生産工程・労務職、専門的・技術的な職業、事務職への就労が多い

平成18年度の調査(※2)によると、18歳以上の聴覚障害者の就業率は20.7%である。調査対象となった聴覚障害者の年齢構成比は60歳以上が77.2%と圧倒的で、働き盛りの18歳~59歳の割合は20.6%である。これは聴覚障害が老齢期に急増するためだ。

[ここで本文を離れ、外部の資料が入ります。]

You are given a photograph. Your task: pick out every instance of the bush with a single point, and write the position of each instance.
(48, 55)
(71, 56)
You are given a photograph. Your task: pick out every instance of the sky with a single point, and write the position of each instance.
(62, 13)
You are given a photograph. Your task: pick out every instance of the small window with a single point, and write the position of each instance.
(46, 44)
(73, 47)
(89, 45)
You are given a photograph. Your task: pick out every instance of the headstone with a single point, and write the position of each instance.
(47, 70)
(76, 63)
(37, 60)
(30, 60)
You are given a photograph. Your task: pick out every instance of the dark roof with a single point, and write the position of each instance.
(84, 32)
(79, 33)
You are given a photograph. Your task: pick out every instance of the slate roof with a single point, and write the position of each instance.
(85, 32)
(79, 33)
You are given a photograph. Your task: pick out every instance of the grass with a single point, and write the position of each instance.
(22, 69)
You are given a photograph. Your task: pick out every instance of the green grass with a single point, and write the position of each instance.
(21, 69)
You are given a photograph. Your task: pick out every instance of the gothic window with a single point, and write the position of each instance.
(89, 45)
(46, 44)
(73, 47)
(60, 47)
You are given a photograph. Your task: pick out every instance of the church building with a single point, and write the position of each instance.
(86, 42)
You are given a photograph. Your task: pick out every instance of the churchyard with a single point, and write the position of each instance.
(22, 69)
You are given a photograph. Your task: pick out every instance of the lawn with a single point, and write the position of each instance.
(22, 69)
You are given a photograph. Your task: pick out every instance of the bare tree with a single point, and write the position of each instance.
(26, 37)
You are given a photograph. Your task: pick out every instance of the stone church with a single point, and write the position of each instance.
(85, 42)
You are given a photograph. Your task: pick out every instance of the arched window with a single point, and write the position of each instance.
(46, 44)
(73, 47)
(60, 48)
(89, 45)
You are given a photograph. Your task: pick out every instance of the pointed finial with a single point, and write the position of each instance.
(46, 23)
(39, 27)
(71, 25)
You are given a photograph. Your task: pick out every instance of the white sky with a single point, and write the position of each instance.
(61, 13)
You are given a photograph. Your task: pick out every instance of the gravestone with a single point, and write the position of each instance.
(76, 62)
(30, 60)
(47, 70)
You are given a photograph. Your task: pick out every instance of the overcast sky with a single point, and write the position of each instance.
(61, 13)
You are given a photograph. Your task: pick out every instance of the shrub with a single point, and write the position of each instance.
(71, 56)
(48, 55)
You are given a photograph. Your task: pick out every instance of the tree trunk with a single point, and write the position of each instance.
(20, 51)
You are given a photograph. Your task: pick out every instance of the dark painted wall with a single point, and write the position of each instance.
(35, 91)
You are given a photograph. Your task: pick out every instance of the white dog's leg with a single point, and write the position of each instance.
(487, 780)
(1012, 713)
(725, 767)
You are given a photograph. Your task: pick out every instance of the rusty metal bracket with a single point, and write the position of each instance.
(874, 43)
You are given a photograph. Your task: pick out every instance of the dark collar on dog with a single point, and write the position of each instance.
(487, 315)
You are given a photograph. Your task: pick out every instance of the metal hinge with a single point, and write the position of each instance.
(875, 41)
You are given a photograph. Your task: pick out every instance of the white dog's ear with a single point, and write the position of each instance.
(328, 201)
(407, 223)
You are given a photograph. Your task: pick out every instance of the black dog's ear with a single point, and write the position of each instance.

従って、18歳~59歳の就業率は実際には20.7%よりかなり高いことが推測される。

聴覚障害者が就労している職種は「生産工程・労務」が21.8%と最も高く、次いで「専門的・技術的」な職業が16.1%、「事務」が7.4%を占める。

また、就業形態は常用雇用、いわゆる正社員が39.1%と最も高く、次いで会社・団体の役員として働く者が18.4%、自営業主が17.2%と続く。

就業者の1ヶ月の収入は7万円以上11万円未満が最も多く16.1%を占め、11万円以上15万円未満が13.8%と続いている。

近年では、パソコンやインターネットの環境整備が進み、「専門的・技術的」な職業に属する、プログラミングやデータ入力など、ITを利用した職種に就業する聴覚障害者も増えつつある。